Answer: We agree with the Reviewer that the use of a control IgG antibody would have been important to show the origin of non-specific bands. Unfortunately, we did not conduct such a control experiment. From other studies using the same cell system, we know that the large band at approximately 50 kD corresponds to the heavy chain of the IgG. Unfortunately, the time given for writing the rebuttal was too short to perform the requested experiments.

7) MEF2 antibody detected two bands in IP extracts. Based on molecular weight, one can assume the 70 kDa band is the MEF2D isoform, and the 40 kDa band is the MEF2C isoform. If true, one should consider replacing molecular weights with isoform names consistent with earlier figures. Catalog information of MEF2 antibody from Santa Cruz that detects both isoforms should be provided in the methods section.

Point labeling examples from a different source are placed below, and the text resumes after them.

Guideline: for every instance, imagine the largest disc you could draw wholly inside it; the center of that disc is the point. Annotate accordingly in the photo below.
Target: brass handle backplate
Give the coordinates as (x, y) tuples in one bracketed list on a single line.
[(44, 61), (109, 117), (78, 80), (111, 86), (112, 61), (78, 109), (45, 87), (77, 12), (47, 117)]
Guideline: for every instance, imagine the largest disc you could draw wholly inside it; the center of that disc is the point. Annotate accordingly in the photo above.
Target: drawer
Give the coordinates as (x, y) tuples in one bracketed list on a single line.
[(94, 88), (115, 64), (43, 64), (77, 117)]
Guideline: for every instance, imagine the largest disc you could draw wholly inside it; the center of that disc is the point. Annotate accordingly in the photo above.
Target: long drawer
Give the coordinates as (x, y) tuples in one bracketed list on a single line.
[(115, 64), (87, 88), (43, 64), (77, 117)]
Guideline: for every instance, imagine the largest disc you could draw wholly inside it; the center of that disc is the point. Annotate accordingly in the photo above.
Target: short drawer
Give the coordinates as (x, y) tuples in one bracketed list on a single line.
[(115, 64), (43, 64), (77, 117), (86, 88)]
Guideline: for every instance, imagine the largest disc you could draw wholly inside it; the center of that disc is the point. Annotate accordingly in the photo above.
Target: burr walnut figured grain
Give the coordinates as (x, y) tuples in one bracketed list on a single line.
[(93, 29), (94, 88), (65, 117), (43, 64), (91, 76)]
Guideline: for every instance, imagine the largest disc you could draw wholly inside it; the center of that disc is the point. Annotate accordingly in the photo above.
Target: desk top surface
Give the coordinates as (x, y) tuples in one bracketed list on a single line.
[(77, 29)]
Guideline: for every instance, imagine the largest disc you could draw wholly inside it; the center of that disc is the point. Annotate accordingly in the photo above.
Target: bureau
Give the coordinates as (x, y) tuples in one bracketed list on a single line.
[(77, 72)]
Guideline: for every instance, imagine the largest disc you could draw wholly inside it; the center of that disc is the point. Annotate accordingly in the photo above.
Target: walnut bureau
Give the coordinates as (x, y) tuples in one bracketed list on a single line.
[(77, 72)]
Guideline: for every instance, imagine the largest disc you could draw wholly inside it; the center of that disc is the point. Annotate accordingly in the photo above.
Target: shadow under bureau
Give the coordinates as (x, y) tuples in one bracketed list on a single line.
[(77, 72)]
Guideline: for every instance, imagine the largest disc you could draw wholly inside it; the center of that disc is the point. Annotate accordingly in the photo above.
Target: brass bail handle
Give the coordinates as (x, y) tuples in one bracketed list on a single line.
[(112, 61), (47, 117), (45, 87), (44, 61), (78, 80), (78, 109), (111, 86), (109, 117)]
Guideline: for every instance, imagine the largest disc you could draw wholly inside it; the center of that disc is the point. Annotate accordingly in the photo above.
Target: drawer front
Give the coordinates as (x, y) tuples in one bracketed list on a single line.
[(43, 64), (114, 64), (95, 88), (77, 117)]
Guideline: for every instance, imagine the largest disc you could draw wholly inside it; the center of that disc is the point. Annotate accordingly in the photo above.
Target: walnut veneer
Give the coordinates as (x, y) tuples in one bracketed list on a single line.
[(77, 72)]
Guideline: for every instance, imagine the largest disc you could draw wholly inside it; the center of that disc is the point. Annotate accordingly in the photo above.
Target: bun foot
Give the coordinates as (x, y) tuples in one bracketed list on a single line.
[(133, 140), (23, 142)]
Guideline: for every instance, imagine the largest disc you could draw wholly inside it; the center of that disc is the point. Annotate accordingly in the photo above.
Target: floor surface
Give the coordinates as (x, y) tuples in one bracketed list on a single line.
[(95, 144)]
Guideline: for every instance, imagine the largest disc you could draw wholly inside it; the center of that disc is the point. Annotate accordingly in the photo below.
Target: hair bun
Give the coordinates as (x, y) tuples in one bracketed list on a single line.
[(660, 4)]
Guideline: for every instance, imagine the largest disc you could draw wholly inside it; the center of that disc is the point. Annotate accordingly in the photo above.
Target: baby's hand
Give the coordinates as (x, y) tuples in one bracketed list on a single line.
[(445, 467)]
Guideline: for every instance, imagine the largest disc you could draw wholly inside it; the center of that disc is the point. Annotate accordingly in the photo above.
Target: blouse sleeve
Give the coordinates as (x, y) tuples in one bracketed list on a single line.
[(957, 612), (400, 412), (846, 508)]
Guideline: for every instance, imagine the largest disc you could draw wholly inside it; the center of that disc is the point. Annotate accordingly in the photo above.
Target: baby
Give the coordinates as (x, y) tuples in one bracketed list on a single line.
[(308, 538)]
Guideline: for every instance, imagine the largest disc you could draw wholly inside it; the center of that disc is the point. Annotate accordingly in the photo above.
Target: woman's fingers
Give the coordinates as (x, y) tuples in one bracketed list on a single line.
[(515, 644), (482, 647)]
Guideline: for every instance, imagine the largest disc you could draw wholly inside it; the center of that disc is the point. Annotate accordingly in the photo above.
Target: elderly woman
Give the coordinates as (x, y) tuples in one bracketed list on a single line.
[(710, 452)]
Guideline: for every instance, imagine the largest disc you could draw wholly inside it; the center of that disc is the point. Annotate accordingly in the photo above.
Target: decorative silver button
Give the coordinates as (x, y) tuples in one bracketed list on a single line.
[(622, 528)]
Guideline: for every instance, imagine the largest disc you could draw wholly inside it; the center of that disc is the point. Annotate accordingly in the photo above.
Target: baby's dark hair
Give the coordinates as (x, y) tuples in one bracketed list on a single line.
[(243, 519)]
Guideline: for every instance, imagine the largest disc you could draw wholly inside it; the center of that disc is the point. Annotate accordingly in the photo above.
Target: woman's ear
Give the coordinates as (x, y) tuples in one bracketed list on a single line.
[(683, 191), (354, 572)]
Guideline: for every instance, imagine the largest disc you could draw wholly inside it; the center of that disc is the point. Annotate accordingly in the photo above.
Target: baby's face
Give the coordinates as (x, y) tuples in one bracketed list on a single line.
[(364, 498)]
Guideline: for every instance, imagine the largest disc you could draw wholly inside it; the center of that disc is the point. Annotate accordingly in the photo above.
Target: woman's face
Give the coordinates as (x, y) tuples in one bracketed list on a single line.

Answer: Thank you for this remark. This is of course correct. We have labelled Fig. 5A accordingly.

Round 2

Reviewer 1 Report

Thanks to the authors to reply to all my comments. I do not understand why the new transport data are not supported by a figure. It can be easily added to figure 1.

Author Response

Thank you for your second review. According to your request, we have prepared a new figure 1 and have included the carnitine transport data. The reason, why we did not include the data into Fig. 1 in our first rebuttal was the fact that we measured only the sodium-dependent transport and not the sodium-independent transport. Nevertheless, the difference between PGC-1alpha overexpression and control (empty vector) corresponds to the sodium-dependent increase in in carnitine transport due to PGC-1alpha overexpression.